SOMERSON: All accepted graduate candidates will be eligible for the fellowship. Selection criteria will be based on the applicant’s competitive ranking within the larger graduate pool based on overall portfolio, experience and other submitted materials. RISD graduate program directors who oversee program admissions will put top candidates forward to an internal jury, who will then select the fellows in the initial phase of the program.
PBN: How many graduate students are enrolled at RISD and how many will be fellows?
SOMERSON: RISD currently enrolls approximately 450 graduate students. Our ambition is to award Presidential Fellowships to the top 10% of our graduate students, and these initial gifts put us on a path toward achieving that goal in the next few years. In the first year, we will award approximately five fellowships and will increase that number as the endowment grows and new gifts are received.
Other admitted applicants may also receive more-modest fellowship awards through our usual funding processes. Our intention is to provide additional pathways to enable top students to attend RISD regardless of socio-economics, building the next generation of creative leaders and practitioners. While we know these fellowships will be highly competitive, our goal is to build the fund over time to reach even more deserving individuals.
PBN: Offering tuition-free graduate studies is, of course, a big feature of this fellowship program, but there will be “professional-development opportunities” for the fellows.
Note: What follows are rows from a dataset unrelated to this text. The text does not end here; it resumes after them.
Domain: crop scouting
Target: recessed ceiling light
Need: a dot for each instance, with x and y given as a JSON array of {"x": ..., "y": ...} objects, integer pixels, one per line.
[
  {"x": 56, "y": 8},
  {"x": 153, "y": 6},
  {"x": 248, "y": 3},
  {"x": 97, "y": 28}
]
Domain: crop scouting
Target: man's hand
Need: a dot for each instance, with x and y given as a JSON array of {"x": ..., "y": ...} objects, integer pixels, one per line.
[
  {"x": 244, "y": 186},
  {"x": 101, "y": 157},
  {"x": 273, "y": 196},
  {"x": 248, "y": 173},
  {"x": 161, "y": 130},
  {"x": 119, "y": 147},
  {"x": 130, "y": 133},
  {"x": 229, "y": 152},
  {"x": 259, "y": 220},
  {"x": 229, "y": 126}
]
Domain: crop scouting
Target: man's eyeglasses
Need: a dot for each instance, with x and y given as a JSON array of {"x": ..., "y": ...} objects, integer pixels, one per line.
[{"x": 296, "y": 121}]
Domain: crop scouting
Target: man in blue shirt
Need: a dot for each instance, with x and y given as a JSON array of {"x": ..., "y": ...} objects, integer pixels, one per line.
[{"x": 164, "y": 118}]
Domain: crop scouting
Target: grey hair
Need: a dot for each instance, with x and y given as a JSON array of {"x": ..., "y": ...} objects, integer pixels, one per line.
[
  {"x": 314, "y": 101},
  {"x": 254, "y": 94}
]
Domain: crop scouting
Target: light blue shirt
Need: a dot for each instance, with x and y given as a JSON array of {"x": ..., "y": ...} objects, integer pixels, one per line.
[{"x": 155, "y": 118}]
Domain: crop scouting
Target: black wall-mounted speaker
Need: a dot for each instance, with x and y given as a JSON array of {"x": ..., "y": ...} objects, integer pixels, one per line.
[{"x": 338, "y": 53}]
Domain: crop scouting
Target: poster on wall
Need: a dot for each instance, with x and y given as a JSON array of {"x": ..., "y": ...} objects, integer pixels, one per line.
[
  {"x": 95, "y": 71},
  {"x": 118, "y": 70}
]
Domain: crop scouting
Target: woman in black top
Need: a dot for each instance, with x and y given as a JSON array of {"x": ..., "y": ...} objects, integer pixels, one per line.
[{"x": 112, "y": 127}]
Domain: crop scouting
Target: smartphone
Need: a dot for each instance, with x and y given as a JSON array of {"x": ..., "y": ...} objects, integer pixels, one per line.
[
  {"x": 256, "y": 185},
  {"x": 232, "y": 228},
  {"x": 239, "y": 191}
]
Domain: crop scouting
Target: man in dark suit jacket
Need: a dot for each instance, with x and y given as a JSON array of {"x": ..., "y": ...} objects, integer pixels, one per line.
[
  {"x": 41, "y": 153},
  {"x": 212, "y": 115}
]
Can you be more specific about what those opportunities are?
SOMERSON: Recipients will be connected with alumni mentors and will have access to thought leaders in art and design through special events, building from RISD’s vast network of associates in the art and design realm, as well as guest critics, curators, and artists and designers.
PBN: RISD says the fellowship program aligns with the school’s new strategic plan focusing on both enhancing advanced inquiry through its graduate programs and increasing access to these programs. What other steps are being taken toward those goals?
SOMERSON: We are adding new course offerings, hiring new faculty, investing in research support and developing structures to further support faculty professional advancement.
We are also adding cross-divisional “labs” to support new forms of learning and experimentation. This aligns with the launch of our new strategic plan, RISD NEXT: RISD 2020-27, which emphasizes advanced commitments to sustainability and contributing to just societies, and which commits to new knowledge creation in the arts, design, and liberal arts.